Shana Tova, he greeted the congregation. Every year the Jewish people are asked to take the month of Elul and really reflect on the past year and what they can do differently next year, to improve themselves and the world around them. Traditionally the individuals that are asked to participate in this are “adults” people who are over the age of 13 who have recieved their Bar or Bat Mitzvah. However, in my twenty years as a Rabbi I have had the priveledge of knowing many young children who’s enthusiasm for Tshuvah have challenged my faith. This year I have had the priveledge of seeing that in my own daughter, Tessa along with Morah Linda’s Kindergarten class. I have so many people to thank this evening. First of all I would like to thank Julia Frankel for her wonderful organization, Wild Honey Inc., which inspired this beautiful act of Tzedakah amoung our grade school students, parents and teachers. I’d like to thank Morah Elaine for her enthusiasm as a science teacher and always encouraging our students to pursue what they are passionate and excited about. I’d like to thank Morah Linda for her willingness to incorperate this project into her lesson on Tzedakah for our kindergarten class. And lastly, I would like to thank the students, the youngest members of Rose Lerner Grade School the kindergarten class for your amazing leadership in creating this wonderful project and helping to bring about awareness to something that many of us, myself included didn’t know was so important.

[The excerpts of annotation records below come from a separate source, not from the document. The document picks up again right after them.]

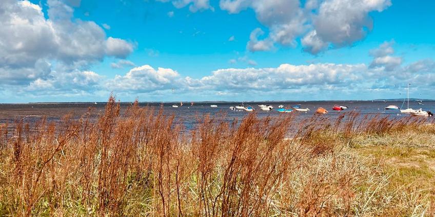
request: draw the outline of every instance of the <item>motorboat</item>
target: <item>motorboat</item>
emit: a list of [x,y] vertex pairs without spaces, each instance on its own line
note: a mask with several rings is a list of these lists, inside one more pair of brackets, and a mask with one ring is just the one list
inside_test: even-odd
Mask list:
[[238,109],[245,109],[245,106],[243,105],[243,103],[242,103],[242,104],[236,106],[235,108]]
[[385,109],[387,110],[394,110],[394,109],[399,109],[399,107],[397,106],[394,106],[392,105],[390,105],[388,106],[387,106],[385,108]]
[[259,105],[259,107],[261,110],[263,111],[271,111],[272,109],[273,109],[273,107],[269,105]]
[[433,116],[433,114],[430,111],[423,111],[422,109],[420,109],[414,112],[411,113],[411,116],[418,117],[430,117]]
[[303,111],[303,112],[306,112],[310,110],[310,109],[308,109],[308,108],[304,108],[304,109],[295,108],[294,109],[296,111]]
[[243,110],[246,111],[252,111],[254,110],[254,108],[251,106],[248,106],[247,107],[243,107]]
[[418,110],[412,109],[411,108],[407,108],[406,109],[401,109],[400,113],[403,114],[410,114],[413,112],[417,112]]
[[293,111],[293,109],[287,109],[284,108],[281,108],[280,109],[278,109],[276,110],[278,112],[291,112]]
[[348,109],[347,106],[339,106],[338,105],[334,105],[333,107],[332,107],[332,110],[334,110],[336,111],[341,111],[342,110]]
[[315,113],[318,114],[327,114],[328,110],[325,109],[322,107],[319,107],[317,110],[315,111]]

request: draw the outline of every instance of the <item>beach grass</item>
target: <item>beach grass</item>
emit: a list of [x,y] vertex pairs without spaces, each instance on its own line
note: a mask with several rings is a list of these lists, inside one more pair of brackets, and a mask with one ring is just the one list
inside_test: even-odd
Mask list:
[[190,130],[111,97],[97,120],[0,126],[0,216],[433,216],[426,119],[293,114]]

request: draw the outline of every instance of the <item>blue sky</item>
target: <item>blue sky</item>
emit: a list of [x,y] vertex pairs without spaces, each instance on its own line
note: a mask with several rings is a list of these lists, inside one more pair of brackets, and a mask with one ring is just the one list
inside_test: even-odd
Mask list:
[[0,103],[433,98],[434,6],[5,0]]

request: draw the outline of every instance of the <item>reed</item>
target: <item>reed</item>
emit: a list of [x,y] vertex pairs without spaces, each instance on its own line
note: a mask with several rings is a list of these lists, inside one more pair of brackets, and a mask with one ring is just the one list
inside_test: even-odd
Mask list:
[[[113,97],[96,120],[90,114],[57,124],[19,121],[13,132],[0,126],[0,215],[435,211],[435,127],[421,119],[252,113],[228,123],[220,114],[197,117],[187,131],[162,108],[136,102],[122,113]],[[411,145],[415,154],[397,151]],[[417,167],[398,164],[398,156]]]

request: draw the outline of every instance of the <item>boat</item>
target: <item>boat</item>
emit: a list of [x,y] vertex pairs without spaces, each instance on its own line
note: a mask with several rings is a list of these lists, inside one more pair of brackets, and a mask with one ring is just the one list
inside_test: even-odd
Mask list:
[[318,114],[327,114],[328,110],[325,109],[322,107],[319,107],[317,110],[315,111],[315,113]]
[[390,105],[389,106],[385,107],[385,109],[386,110],[399,109],[399,107],[397,107],[397,106]]
[[273,107],[269,105],[259,105],[259,107],[263,111],[271,111],[273,109]]
[[296,111],[304,111],[304,112],[306,112],[310,110],[310,109],[308,109],[308,108],[305,108],[305,109],[295,108],[294,110],[296,110]]
[[411,116],[418,117],[430,117],[433,116],[433,114],[430,111],[423,111],[422,109],[417,110],[416,112],[411,112]]
[[291,112],[293,111],[293,109],[287,109],[283,108],[281,108],[280,109],[278,109],[276,110],[278,112]]
[[242,103],[241,104],[236,106],[235,108],[238,109],[245,109],[245,106],[243,105],[243,103]]
[[247,107],[243,107],[243,110],[246,111],[252,111],[254,110],[254,108],[251,106],[248,106]]
[[408,88],[406,89],[407,98],[408,98],[408,106],[406,109],[402,109],[403,107],[403,104],[405,103],[405,100],[403,100],[403,103],[402,104],[402,107],[400,108],[400,113],[403,114],[410,114],[411,113],[416,112],[418,110],[412,109],[409,108],[409,85],[408,84]]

This also includes all of the awesome parents of these kids, who spent many hours baking, selling, counting and leading this fun event. Now I would like to invite Elaine Cohen and my daughter Tessa to announce the grand total raised for Wild Honey Inc!
Finally! It was time to do the most awesome part of the day. She felt nervous, but looking at her wonderful science teacher and Abba, she found her voice as the Rabbi helped adjust the microphone so she could speak into it. Hi! She greeted to congregation. My school raised 543 dollars and fifty cents to help the honey bees! Todah Rabah! Then she quickly turned to sit back on the steps.
As Tessa balanced her paper plate on here lap trying not to spill honey on her new tights with honeybees on them! She remembered the wonderful insects who made the honey. She was very glad that she could help them just a little bit because they help the world, a lot. Hey said Miriam, tomorrow morning do you want to come over and see our new garden. It’s very honey bee friendly! I’m trying to teach my little brother that bees aren’t scary, they’re nice and they help plants grow. Yea, said Tessa, that would be sweet. Sweet as honey.